Excusing herself from her kneeling position next to her husband’s lifeless body, she went to the door and opened it. Charles was pacing back and forth in front of the chapel, kicking up clods of dirt with his emotional stomping. Several feet away, evenly planted, stood Viscount Winterton.
Cantia took a moment to study the man who had been in command when Brac had met his death.
She’d not given him another thought until this very moment.
He was tall, extremely broad shouldered, with enormous hands that rested comfortably at his sides.
She had remembered the size of his hands from the night of Brac’s death when she had clutched one of them so very tightly.
She looked closely at his face. He wasn’t young, nor was he old.
He had piercing dark eyes, so dark that they were nearly black, and a decisively square jaw.
He wasn’t unattractive in the least. In fact, he was extremely handsome if she thought about it.
But the one thing that she noticed about him above all else was that he did not groom himself in the Norman fashion.
While knights of the realm shaved their faces clean and wore their hair in various lengths of short, the Viscount Winterton’s hair was long, well past his shoulders.
It was the color of tarnished copper, dark and glittery, tumbling in spiral tendrils across his shoulders.
He pulled the front of it back behind his head to keep it out of his eyes, but the rest of it was wild and free.
And upon his face he wore a well-trimmed beard and mustache, evidence that he did indeed take some stock in his appearance.
Aye, he was a bit of a curiosity at first glance, like a beautiful untamed horse.
Yet she did not sense cruelty or unkindness from him.
That had never been her first impression.
He may have looked like a barbarian, but he had the manners of a gentle knight.
When he caught her looking at him, he bowed his head in greeting and acknowledgement.

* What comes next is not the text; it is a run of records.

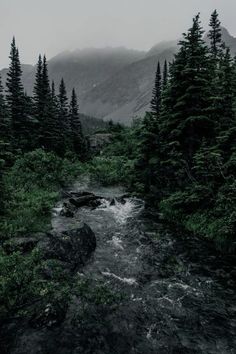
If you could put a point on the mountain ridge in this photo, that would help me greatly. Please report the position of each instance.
(112, 82)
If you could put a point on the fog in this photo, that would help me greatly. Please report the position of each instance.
(52, 26)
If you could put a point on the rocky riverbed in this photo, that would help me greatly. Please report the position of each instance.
(146, 288)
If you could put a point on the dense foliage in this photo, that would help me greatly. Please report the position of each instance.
(181, 158)
(187, 159)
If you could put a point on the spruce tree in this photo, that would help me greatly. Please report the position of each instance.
(156, 93)
(4, 117)
(15, 99)
(63, 115)
(45, 109)
(165, 76)
(78, 141)
(215, 36)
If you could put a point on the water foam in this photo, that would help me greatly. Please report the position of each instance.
(129, 281)
(122, 211)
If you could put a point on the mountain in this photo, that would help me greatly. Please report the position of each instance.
(112, 83)
(82, 69)
(229, 40)
(126, 94)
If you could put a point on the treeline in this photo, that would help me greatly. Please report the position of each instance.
(47, 120)
(187, 160)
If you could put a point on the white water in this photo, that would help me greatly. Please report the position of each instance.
(122, 212)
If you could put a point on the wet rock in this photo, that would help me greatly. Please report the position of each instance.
(73, 247)
(118, 200)
(68, 210)
(23, 244)
(95, 203)
(85, 200)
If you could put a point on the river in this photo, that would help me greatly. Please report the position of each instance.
(179, 293)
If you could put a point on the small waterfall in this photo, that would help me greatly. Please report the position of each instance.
(122, 210)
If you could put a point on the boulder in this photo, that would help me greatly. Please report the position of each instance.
(68, 210)
(23, 244)
(85, 200)
(73, 247)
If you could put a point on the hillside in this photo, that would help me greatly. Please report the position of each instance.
(112, 83)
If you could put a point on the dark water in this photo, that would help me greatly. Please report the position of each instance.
(179, 293)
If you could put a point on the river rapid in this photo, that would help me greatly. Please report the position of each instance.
(179, 293)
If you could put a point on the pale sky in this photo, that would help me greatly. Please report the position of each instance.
(52, 26)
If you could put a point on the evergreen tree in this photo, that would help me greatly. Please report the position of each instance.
(46, 109)
(78, 141)
(38, 87)
(189, 122)
(165, 76)
(15, 99)
(156, 93)
(215, 36)
(63, 114)
(4, 117)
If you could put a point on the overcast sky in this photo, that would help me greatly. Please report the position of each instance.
(51, 26)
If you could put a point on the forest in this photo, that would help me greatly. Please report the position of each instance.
(180, 158)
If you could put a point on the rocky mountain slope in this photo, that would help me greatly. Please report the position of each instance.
(112, 83)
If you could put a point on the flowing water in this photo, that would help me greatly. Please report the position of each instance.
(179, 293)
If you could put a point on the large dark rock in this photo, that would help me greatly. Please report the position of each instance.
(23, 244)
(73, 247)
(84, 200)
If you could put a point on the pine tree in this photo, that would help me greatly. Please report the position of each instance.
(215, 36)
(78, 141)
(46, 109)
(38, 86)
(156, 93)
(165, 76)
(4, 117)
(15, 99)
(63, 114)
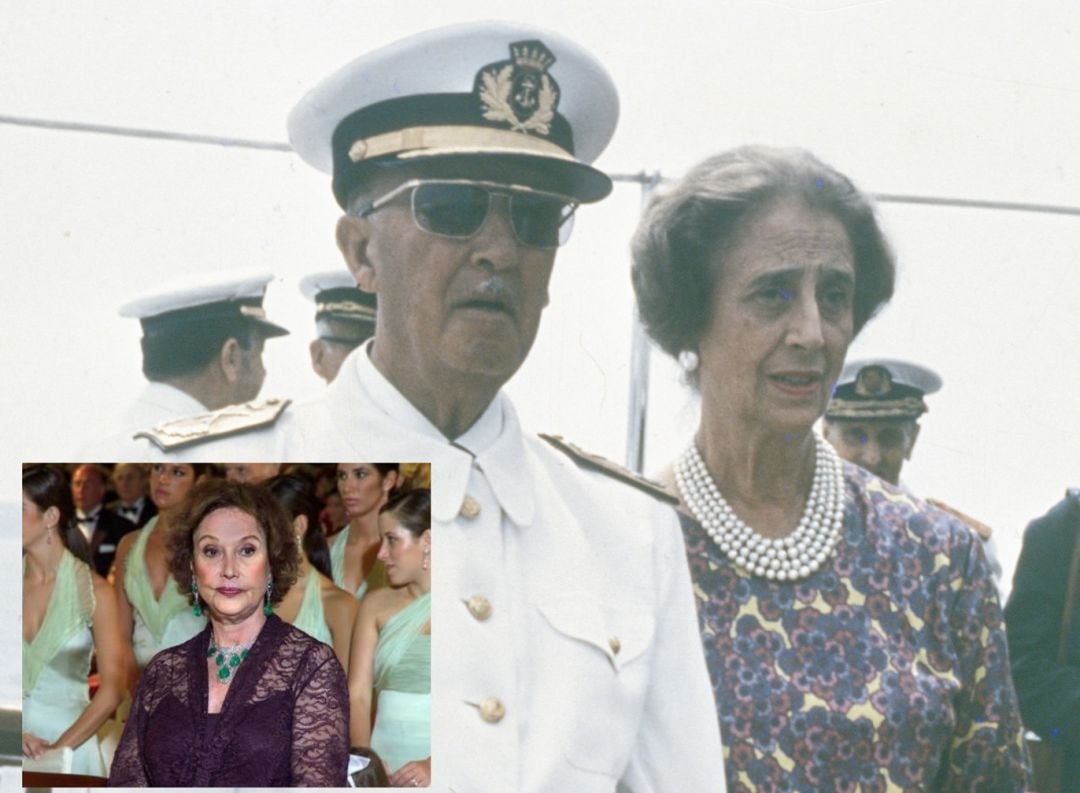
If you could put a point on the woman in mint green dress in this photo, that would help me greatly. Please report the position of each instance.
(69, 613)
(364, 488)
(391, 646)
(314, 603)
(153, 613)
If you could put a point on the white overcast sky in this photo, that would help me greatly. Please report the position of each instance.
(959, 99)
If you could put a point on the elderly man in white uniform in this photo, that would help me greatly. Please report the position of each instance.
(566, 652)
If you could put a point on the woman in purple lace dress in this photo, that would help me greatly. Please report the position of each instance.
(852, 631)
(251, 701)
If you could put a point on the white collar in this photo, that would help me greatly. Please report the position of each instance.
(171, 399)
(494, 443)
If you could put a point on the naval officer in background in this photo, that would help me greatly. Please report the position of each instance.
(566, 652)
(873, 420)
(345, 319)
(202, 350)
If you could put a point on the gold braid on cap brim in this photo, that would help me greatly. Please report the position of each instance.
(420, 140)
(343, 307)
(907, 407)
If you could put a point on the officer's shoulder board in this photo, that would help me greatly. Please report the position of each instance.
(178, 433)
(595, 462)
(977, 526)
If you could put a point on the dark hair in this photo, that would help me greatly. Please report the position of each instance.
(410, 509)
(49, 486)
(297, 495)
(256, 500)
(189, 348)
(674, 246)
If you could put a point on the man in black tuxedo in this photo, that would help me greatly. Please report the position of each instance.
(102, 527)
(130, 481)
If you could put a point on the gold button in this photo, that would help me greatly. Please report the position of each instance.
(470, 508)
(491, 710)
(480, 607)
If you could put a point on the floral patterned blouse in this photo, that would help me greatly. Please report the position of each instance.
(885, 670)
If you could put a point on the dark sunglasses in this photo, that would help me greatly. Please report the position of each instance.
(458, 209)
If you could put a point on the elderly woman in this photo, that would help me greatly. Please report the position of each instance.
(391, 647)
(853, 633)
(250, 701)
(314, 604)
(69, 613)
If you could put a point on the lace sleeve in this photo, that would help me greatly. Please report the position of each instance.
(127, 769)
(321, 724)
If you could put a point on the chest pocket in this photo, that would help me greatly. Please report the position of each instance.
(601, 656)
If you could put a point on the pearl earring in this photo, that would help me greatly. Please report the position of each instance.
(689, 360)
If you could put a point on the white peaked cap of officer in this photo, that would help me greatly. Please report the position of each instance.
(903, 373)
(204, 297)
(490, 91)
(315, 283)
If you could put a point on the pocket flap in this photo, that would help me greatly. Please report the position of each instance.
(619, 632)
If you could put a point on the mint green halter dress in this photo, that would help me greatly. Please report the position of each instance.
(403, 686)
(159, 622)
(56, 663)
(375, 579)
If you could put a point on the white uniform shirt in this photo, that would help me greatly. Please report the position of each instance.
(158, 402)
(588, 675)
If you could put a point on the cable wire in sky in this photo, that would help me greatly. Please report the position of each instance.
(643, 177)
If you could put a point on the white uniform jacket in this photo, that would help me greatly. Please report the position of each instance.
(565, 645)
(158, 402)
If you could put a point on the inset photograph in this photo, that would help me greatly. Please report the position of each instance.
(227, 625)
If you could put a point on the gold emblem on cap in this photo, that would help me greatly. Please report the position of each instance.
(480, 607)
(358, 150)
(470, 508)
(491, 710)
(521, 84)
(873, 381)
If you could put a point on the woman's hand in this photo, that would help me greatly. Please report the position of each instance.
(34, 747)
(413, 775)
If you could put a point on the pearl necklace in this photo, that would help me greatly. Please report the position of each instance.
(785, 559)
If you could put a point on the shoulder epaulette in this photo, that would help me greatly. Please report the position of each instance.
(229, 420)
(595, 462)
(977, 526)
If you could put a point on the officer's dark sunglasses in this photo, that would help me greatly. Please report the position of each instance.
(458, 209)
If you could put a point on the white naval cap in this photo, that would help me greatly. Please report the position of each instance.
(498, 93)
(202, 299)
(881, 388)
(343, 312)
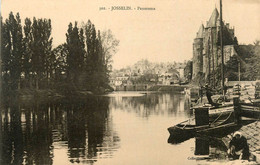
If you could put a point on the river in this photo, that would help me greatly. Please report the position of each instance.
(127, 128)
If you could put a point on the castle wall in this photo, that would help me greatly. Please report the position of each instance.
(197, 56)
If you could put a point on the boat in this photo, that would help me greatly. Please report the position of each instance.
(219, 119)
(251, 110)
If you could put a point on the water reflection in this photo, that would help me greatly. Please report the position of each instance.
(211, 148)
(31, 132)
(153, 104)
(92, 130)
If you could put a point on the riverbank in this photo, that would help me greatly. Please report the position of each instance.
(46, 93)
(251, 133)
(169, 88)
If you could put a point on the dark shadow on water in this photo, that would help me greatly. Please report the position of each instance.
(30, 129)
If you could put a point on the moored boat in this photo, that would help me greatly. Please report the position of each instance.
(216, 119)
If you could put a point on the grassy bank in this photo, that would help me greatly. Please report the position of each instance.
(168, 88)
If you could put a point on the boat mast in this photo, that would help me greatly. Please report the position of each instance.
(221, 48)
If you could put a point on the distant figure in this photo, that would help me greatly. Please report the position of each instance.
(209, 94)
(225, 89)
(238, 147)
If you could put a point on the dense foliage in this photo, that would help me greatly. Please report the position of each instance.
(29, 60)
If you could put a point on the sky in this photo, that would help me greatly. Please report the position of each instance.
(162, 35)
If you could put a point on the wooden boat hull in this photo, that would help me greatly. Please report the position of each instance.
(219, 120)
(250, 110)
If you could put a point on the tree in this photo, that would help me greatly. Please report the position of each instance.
(109, 47)
(76, 52)
(41, 48)
(60, 65)
(27, 56)
(13, 49)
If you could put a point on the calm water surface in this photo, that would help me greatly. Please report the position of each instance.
(120, 128)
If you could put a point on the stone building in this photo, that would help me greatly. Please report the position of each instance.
(206, 48)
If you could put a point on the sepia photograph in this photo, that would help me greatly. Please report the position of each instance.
(129, 82)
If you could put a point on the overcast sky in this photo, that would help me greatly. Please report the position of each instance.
(165, 34)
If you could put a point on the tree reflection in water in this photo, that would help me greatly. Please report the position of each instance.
(153, 104)
(31, 131)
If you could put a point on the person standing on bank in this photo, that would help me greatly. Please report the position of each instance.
(238, 147)
(209, 94)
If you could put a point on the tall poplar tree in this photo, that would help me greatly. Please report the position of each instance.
(13, 49)
(75, 46)
(41, 48)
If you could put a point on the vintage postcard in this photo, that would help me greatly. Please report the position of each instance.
(111, 82)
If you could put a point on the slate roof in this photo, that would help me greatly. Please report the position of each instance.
(200, 32)
(213, 18)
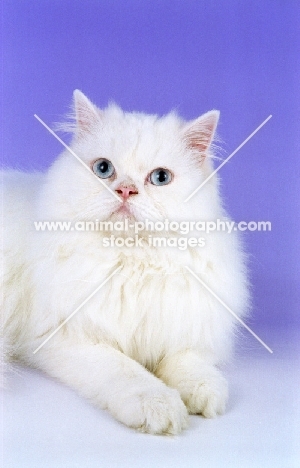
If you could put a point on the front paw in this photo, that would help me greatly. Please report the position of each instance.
(207, 395)
(155, 410)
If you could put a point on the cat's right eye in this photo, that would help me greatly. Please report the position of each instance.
(103, 168)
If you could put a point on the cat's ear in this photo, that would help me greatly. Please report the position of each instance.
(199, 133)
(87, 114)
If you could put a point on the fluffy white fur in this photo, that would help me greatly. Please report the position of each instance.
(148, 345)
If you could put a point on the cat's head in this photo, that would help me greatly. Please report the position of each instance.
(149, 164)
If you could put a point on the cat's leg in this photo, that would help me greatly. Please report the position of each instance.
(115, 382)
(201, 385)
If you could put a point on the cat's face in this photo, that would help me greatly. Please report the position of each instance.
(152, 164)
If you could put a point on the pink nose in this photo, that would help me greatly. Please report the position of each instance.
(126, 192)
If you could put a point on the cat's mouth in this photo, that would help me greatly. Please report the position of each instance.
(123, 210)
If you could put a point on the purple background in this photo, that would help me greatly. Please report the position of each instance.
(236, 56)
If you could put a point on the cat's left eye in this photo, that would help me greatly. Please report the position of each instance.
(103, 168)
(160, 176)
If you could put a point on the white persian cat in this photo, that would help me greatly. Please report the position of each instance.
(148, 344)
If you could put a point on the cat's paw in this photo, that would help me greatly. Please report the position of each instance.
(207, 396)
(156, 411)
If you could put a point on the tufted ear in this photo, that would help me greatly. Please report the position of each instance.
(199, 133)
(87, 115)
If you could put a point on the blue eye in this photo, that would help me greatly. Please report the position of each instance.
(160, 176)
(103, 168)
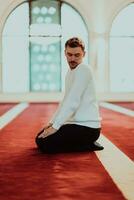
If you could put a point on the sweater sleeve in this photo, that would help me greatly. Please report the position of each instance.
(72, 100)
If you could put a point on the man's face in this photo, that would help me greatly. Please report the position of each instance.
(74, 56)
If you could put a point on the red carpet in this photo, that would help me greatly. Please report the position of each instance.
(4, 107)
(119, 129)
(26, 174)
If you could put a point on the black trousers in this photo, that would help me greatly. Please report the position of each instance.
(69, 137)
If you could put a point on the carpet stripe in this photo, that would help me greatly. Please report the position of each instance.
(117, 108)
(119, 167)
(11, 114)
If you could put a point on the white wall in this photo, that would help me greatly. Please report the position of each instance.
(98, 15)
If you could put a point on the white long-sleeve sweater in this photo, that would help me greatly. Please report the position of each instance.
(79, 105)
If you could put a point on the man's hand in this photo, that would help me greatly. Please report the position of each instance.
(48, 131)
(47, 126)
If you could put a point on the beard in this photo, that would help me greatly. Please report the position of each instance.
(73, 64)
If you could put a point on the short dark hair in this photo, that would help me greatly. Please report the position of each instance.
(75, 42)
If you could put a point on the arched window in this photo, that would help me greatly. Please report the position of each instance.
(33, 45)
(122, 51)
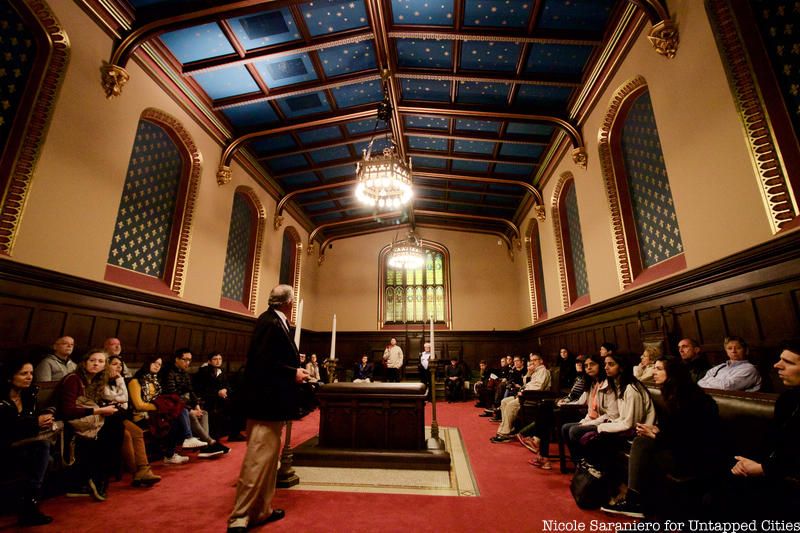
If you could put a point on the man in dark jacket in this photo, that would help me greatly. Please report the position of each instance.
(271, 397)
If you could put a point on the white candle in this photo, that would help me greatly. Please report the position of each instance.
(433, 351)
(333, 339)
(297, 324)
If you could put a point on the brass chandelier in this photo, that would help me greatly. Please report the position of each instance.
(384, 180)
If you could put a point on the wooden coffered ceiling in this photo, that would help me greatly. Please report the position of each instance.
(485, 94)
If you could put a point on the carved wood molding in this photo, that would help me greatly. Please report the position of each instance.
(54, 44)
(623, 263)
(261, 214)
(559, 235)
(530, 235)
(176, 277)
(773, 178)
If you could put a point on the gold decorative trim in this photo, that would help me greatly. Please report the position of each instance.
(623, 262)
(560, 251)
(773, 182)
(48, 84)
(533, 226)
(261, 213)
(664, 37)
(176, 279)
(298, 256)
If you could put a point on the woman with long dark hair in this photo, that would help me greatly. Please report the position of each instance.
(602, 404)
(82, 396)
(20, 421)
(689, 415)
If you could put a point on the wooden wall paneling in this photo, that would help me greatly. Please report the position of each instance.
(148, 339)
(740, 320)
(15, 321)
(197, 343)
(47, 325)
(128, 334)
(166, 341)
(710, 324)
(104, 328)
(79, 326)
(776, 317)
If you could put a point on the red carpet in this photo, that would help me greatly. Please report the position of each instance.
(198, 496)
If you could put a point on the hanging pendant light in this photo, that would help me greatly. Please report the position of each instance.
(407, 254)
(384, 180)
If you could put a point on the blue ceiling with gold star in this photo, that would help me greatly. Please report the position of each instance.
(307, 77)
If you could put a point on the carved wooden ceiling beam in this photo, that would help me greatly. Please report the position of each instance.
(224, 170)
(579, 154)
(664, 35)
(114, 75)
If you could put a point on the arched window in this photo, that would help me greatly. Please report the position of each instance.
(413, 296)
(648, 239)
(536, 274)
(35, 51)
(290, 265)
(569, 243)
(243, 255)
(151, 234)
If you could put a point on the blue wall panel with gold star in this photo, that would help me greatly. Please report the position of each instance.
(147, 208)
(651, 198)
(238, 257)
(18, 50)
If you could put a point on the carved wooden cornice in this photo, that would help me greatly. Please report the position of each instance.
(53, 43)
(558, 231)
(769, 165)
(261, 215)
(623, 262)
(176, 278)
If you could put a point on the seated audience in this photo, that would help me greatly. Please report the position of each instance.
(483, 382)
(696, 362)
(566, 365)
(454, 381)
(177, 381)
(163, 414)
(21, 421)
(644, 370)
(769, 486)
(578, 393)
(81, 395)
(113, 346)
(511, 386)
(362, 373)
(133, 448)
(634, 405)
(666, 449)
(499, 382)
(602, 404)
(538, 379)
(215, 392)
(737, 373)
(57, 364)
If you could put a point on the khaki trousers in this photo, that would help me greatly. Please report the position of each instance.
(256, 485)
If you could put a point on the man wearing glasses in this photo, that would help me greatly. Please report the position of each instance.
(178, 381)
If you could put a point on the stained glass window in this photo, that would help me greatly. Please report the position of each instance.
(415, 295)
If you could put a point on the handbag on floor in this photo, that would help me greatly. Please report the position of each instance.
(589, 486)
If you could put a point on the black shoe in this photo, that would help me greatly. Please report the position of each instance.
(277, 514)
(625, 508)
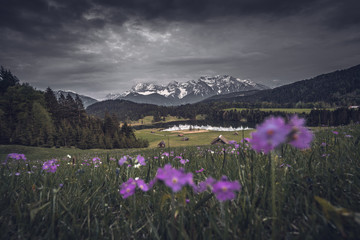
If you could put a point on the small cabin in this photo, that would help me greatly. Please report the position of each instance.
(220, 140)
(161, 144)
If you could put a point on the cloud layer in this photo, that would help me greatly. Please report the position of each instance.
(96, 47)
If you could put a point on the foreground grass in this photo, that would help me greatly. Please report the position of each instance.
(290, 194)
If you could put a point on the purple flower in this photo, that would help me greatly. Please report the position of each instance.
(202, 186)
(224, 189)
(141, 160)
(184, 161)
(173, 178)
(142, 185)
(300, 136)
(50, 165)
(269, 134)
(122, 160)
(96, 160)
(127, 189)
(199, 171)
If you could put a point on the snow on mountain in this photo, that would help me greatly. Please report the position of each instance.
(190, 91)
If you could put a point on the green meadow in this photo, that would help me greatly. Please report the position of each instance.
(287, 194)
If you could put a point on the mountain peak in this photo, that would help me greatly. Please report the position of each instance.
(190, 91)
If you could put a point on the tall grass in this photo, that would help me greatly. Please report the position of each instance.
(288, 194)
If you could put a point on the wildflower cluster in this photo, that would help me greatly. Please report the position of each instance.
(128, 188)
(176, 179)
(50, 165)
(139, 161)
(274, 131)
(15, 156)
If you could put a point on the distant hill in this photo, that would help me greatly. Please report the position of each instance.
(87, 101)
(123, 109)
(341, 87)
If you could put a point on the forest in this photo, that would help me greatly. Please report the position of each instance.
(35, 118)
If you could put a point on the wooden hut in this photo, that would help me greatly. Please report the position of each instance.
(220, 140)
(161, 144)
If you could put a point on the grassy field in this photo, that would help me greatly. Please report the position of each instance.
(287, 194)
(148, 120)
(196, 138)
(288, 110)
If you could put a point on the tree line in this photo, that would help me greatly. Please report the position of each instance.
(35, 118)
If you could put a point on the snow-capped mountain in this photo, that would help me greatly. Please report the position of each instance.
(87, 101)
(176, 93)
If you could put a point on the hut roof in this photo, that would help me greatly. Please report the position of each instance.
(220, 140)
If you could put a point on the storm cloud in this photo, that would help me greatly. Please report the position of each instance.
(95, 47)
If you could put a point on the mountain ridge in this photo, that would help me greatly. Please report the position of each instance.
(175, 93)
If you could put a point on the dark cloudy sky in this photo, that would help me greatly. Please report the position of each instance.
(95, 47)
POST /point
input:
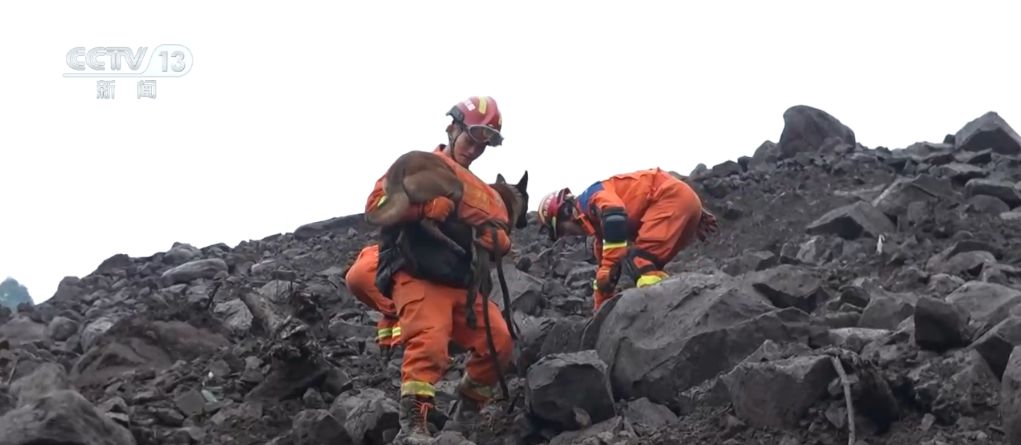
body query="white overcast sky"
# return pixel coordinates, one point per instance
(292, 109)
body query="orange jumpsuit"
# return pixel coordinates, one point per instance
(650, 208)
(432, 314)
(360, 280)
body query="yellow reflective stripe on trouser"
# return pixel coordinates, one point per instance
(608, 246)
(417, 388)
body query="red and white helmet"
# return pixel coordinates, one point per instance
(550, 207)
(480, 116)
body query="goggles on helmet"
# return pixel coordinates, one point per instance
(484, 135)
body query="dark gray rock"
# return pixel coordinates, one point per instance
(570, 390)
(853, 221)
(988, 131)
(940, 326)
(807, 129)
(790, 286)
(1010, 397)
(661, 340)
(778, 393)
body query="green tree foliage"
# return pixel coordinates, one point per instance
(13, 293)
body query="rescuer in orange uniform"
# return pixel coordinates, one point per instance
(360, 277)
(430, 290)
(659, 213)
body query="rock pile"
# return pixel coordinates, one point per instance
(852, 290)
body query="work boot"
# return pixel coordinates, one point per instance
(466, 416)
(414, 421)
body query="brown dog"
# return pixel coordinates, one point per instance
(416, 178)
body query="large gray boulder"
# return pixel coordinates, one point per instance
(662, 340)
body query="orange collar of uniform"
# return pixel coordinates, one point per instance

The action jolted her from her thoughts.
Slightly embarrassed that she had been caught staring at him, she spoke.
“What goes on here?” she said to him, to Charles. “I could hear your voices inside.”
Tevin’s dark eyes appraised her for a moment before answering.
He’d first seen the woman that horrible night of her husband’s passing when she had not been at her best. Now, in the sunlight and properly dressed, he was rather struck with the fact that she was an exquisite creature.
Her rich brown hair with flame-colored highlights was caught in a simple braid, yet on her, it was like wearing a strand of rubies.
Her figure, slender in the middle yet round in all of the right places, wore a simple broadcloth gown like a goddess.
Aye, she was a unique example of a woman.
He’d never seen finer. But he realized he’d been staring at her too long, so he answered.
“The Steward seems to believe that cremating his son is in everyone’s best interests,” he said. “I was simply telling him that civilized people do not burn their dead like yesterday’s rubbish.”
Cantia’s lavender eyes flew to her father-in-law. “Indeed they do not,” her voice was strong. “Brac will be buried with his ancestors in the crypt at Rochester.”
Charles’ pacing came to a stop. He glowered at her. “Cremation is an honorable burial,” he growled. “I intend to go with him.”